I was only five when she passed, on the eve of Christmas Eve, but I remember the  morning after vividly.  I woke up to  find my Mother, sitting alone at the kitchen table.  I knew things would never be the same.  You see, my mother had lost both of  her parents in a little over a year.  She had lost her world.

I never understood the depth of that grief until I lost her five years ago.  Losing one parent is life-altering.  Losing two  parents in such a short period of time is unthinkable. But she carried on.  She carried on because she had two young children who needed her.  She carried on because she didn’t have any other option.  She carried on alone – an only child with no real support from the man she married, my father.   She carried on because that is who she was.   In the height of the holiday season, after losing her mother,  her mother’s secret family recipe became her own.

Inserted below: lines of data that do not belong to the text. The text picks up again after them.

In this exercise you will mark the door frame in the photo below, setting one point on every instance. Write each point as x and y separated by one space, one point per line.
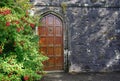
65 58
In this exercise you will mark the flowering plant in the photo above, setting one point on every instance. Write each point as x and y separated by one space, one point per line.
20 58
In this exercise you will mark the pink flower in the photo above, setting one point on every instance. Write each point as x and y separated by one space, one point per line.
32 25
7 23
26 77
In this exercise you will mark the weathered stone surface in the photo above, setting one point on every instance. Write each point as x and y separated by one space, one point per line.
94 32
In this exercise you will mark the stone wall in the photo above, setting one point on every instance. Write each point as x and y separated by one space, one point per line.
92 35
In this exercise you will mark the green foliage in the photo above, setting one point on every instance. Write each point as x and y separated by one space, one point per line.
19 51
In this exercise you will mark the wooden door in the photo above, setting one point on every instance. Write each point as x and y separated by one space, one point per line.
51 42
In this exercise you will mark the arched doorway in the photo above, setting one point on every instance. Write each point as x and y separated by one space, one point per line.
51 42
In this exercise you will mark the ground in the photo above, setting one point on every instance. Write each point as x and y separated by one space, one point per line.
111 76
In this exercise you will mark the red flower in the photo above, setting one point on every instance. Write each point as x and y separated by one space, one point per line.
32 25
7 23
26 78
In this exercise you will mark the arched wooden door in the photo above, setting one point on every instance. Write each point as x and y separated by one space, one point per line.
51 42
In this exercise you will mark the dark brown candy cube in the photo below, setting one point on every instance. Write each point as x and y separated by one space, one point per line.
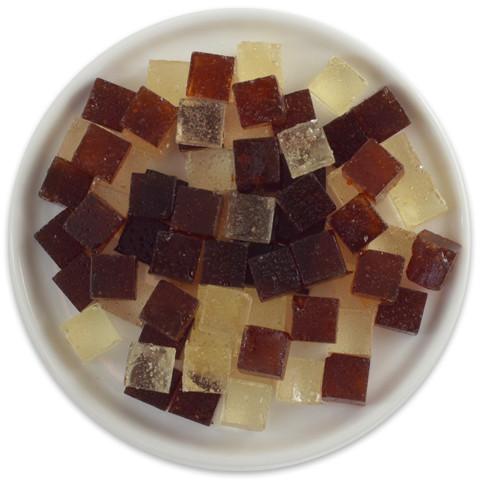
170 310
378 275
274 273
93 223
107 103
264 352
197 211
357 223
432 258
61 247
345 378
314 319
257 164
381 116
210 76
113 276
176 256
318 258
74 281
259 101
65 183
149 116
373 170
100 153
224 263
405 314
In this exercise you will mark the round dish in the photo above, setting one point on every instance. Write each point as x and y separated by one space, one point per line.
400 363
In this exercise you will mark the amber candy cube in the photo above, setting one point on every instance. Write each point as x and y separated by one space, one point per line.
259 101
357 223
432 258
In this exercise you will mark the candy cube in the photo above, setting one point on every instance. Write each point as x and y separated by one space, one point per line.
200 123
378 275
90 333
432 258
302 382
357 223
381 115
314 319
149 367
318 258
415 196
196 211
345 378
259 101
305 148
224 263
338 85
247 404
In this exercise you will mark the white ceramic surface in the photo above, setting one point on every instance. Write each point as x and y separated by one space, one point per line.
400 363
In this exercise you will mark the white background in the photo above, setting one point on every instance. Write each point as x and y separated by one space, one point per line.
44 44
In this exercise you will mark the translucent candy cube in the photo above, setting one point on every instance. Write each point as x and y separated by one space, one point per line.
90 333
415 195
149 367
338 85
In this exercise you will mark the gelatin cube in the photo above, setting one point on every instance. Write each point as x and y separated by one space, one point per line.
200 123
90 333
149 116
107 103
415 196
314 319
305 147
345 378
302 382
357 223
59 245
378 275
432 259
250 218
149 367
381 115
259 101
247 404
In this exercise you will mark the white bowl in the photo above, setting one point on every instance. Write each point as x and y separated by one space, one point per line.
400 363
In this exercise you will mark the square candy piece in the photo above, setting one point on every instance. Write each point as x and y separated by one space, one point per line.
378 275
149 367
381 115
314 319
90 333
149 116
247 404
264 352
176 256
357 223
200 123
170 310
432 258
60 246
305 148
197 211
345 378
318 258
250 218
100 153
210 76
224 263
259 101
338 85
373 170
107 103
65 183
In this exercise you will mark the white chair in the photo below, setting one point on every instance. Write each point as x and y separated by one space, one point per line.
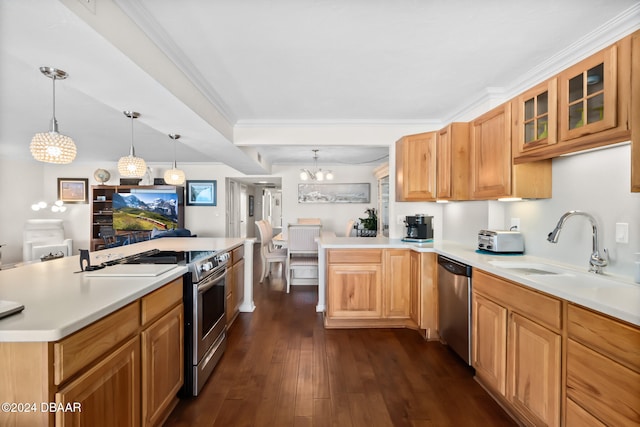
314 221
302 248
349 229
42 237
268 253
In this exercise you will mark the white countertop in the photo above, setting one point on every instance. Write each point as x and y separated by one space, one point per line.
58 301
609 294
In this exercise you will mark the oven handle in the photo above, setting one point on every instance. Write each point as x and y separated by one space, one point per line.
211 281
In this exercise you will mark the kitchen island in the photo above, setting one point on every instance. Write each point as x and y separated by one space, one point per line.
103 347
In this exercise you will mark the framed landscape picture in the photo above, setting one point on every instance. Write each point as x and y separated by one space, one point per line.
201 193
73 190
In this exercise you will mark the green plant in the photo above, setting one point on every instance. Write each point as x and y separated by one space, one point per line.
371 221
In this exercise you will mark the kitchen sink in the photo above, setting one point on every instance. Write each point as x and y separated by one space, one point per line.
529 268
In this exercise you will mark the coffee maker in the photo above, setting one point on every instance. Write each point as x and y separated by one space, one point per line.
419 228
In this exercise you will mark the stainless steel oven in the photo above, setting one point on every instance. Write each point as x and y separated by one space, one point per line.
205 322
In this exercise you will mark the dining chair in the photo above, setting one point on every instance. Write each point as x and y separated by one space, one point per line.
349 228
302 248
268 253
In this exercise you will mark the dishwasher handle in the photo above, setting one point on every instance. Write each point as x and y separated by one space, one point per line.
454 267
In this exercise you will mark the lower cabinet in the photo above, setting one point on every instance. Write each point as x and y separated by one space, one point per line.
376 288
108 394
122 370
517 348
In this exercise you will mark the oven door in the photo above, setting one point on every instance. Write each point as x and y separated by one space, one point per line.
208 313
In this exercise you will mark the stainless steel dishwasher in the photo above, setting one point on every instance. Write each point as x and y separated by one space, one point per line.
454 306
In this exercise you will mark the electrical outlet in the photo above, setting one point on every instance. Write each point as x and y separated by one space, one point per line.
622 232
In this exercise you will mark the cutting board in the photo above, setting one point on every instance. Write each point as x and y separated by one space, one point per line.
131 270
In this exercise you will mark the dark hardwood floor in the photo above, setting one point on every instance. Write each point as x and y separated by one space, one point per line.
282 368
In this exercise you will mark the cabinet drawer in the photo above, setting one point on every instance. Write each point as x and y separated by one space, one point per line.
614 339
237 254
160 300
531 304
608 390
77 351
354 256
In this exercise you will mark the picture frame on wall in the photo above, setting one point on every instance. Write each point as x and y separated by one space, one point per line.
201 193
73 190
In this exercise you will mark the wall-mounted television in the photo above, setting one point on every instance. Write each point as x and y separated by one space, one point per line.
145 211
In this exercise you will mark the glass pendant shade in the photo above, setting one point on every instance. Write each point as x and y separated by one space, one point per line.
174 176
52 146
131 166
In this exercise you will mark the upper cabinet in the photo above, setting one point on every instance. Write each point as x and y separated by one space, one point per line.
416 167
493 175
452 162
535 118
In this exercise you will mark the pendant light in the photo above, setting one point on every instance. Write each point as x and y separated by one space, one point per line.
53 147
131 166
316 174
174 176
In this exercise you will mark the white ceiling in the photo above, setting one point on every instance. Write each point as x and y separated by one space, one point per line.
216 71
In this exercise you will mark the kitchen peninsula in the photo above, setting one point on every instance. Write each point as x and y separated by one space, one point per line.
102 341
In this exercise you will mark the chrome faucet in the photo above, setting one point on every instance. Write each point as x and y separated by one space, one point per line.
596 261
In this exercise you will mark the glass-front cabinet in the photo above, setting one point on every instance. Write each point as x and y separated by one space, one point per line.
535 117
588 95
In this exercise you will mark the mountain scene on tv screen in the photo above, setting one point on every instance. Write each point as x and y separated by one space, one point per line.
145 211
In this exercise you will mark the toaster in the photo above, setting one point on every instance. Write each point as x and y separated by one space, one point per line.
500 241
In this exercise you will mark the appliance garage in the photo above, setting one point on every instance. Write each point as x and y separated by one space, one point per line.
204 308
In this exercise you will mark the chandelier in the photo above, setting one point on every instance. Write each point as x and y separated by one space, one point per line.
53 147
174 176
316 174
131 166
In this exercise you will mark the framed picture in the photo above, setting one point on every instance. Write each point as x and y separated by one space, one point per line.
334 193
201 193
73 190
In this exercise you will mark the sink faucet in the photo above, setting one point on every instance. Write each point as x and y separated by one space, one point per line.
596 261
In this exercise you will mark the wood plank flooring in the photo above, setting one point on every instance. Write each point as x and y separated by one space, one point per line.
282 368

And so it was that I became her little helper.  I still remember peeling and chopping apples for the stuffing on Thanksgiving Eve.  I remember the smells of turkey, freshly baked desserts, and, of course, the infamous stuffing.  I remember the “snibbits”  of turkey that we would claim for ourselves before the turkey even hit the table.  I remember being relegated to the children’s table, even as a young adult, and wondering if I ever would get to sit at the “adult” table.  But mostly, I remember being a part of something larger- the love and craziness that is family.

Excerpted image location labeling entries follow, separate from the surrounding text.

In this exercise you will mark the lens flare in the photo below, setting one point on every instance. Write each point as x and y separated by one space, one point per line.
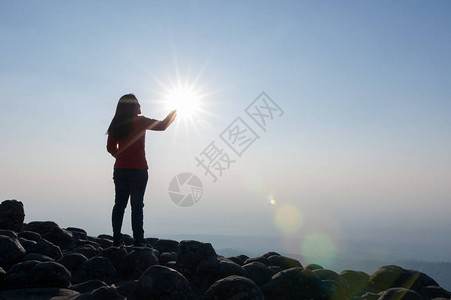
318 248
288 219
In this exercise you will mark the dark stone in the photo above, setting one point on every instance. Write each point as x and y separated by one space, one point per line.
159 282
213 268
9 233
135 263
258 272
356 280
88 286
95 268
312 267
53 233
51 274
295 283
432 292
87 250
283 262
37 256
32 274
11 215
30 235
11 251
234 287
394 276
39 294
400 294
165 245
261 258
167 256
73 261
190 253
47 248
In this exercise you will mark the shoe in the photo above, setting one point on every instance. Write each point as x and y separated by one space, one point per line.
118 244
142 246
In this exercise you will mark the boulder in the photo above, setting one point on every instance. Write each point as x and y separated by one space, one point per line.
34 274
11 251
95 268
189 255
294 283
37 256
73 261
135 263
357 281
47 248
53 233
213 268
394 276
258 272
102 293
88 286
234 287
400 294
30 235
11 215
160 282
283 262
165 245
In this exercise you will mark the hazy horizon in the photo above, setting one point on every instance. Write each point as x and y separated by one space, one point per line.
360 148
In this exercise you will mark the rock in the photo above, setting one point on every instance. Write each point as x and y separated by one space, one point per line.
312 267
39 294
11 215
88 286
357 281
51 274
234 287
295 283
37 256
394 276
283 262
95 268
11 251
87 250
190 253
213 268
73 261
53 233
400 294
159 282
9 233
432 292
167 256
30 235
258 272
165 245
135 263
47 248
102 293
33 274
261 258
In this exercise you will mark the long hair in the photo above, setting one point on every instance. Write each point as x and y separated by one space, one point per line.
122 122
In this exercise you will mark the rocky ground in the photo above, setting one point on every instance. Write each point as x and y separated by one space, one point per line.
40 260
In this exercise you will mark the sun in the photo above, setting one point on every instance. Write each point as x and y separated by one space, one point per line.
185 100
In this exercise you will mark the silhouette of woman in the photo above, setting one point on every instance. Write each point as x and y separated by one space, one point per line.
126 140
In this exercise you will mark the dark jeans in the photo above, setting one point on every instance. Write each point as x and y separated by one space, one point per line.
129 183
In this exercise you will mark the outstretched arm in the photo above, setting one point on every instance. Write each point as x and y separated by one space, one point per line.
162 125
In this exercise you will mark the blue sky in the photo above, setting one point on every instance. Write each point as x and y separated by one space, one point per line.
363 144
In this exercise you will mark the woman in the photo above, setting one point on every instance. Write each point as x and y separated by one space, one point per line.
126 141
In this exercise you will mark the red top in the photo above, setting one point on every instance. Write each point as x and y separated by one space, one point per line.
130 152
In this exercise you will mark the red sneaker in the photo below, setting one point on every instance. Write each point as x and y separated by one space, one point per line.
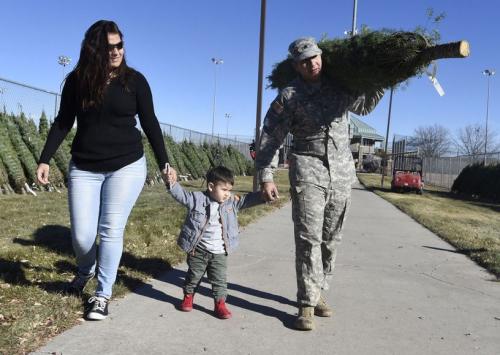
187 303
221 310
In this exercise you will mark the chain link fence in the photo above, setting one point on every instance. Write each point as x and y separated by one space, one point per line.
180 134
443 171
17 98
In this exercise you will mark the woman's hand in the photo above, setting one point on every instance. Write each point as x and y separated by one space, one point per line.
42 173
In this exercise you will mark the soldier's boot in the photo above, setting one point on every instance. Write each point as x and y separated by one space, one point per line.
305 318
322 309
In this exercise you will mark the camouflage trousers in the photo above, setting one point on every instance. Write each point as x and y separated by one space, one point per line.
318 214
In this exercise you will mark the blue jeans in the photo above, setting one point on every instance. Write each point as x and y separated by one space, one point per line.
99 204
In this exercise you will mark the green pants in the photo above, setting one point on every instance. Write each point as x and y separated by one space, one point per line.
214 264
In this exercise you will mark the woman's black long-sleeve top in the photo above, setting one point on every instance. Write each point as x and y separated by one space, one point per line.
107 138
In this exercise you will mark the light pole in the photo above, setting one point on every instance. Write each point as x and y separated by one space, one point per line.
354 15
228 116
489 73
63 60
216 61
260 79
2 91
387 138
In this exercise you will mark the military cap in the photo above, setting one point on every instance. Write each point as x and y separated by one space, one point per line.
303 48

Now that my mother has been passed, I am the keeper of this recipe – the last in a long line of women who made this on Thanksgivings past.  So tomorrow, I will make this recipe because no Thanksgiving is the same without it.  I will read my mother’s handwriting, long since faded, and know that the love she had for me did not die with her.  It remains with me.  It comforts me.  But mostly, I will be reminded of her “recipe” for living – an unyielding faith in the Divine, quiet service towards others,  her often times surprising sense of humor, and a love that is boundless.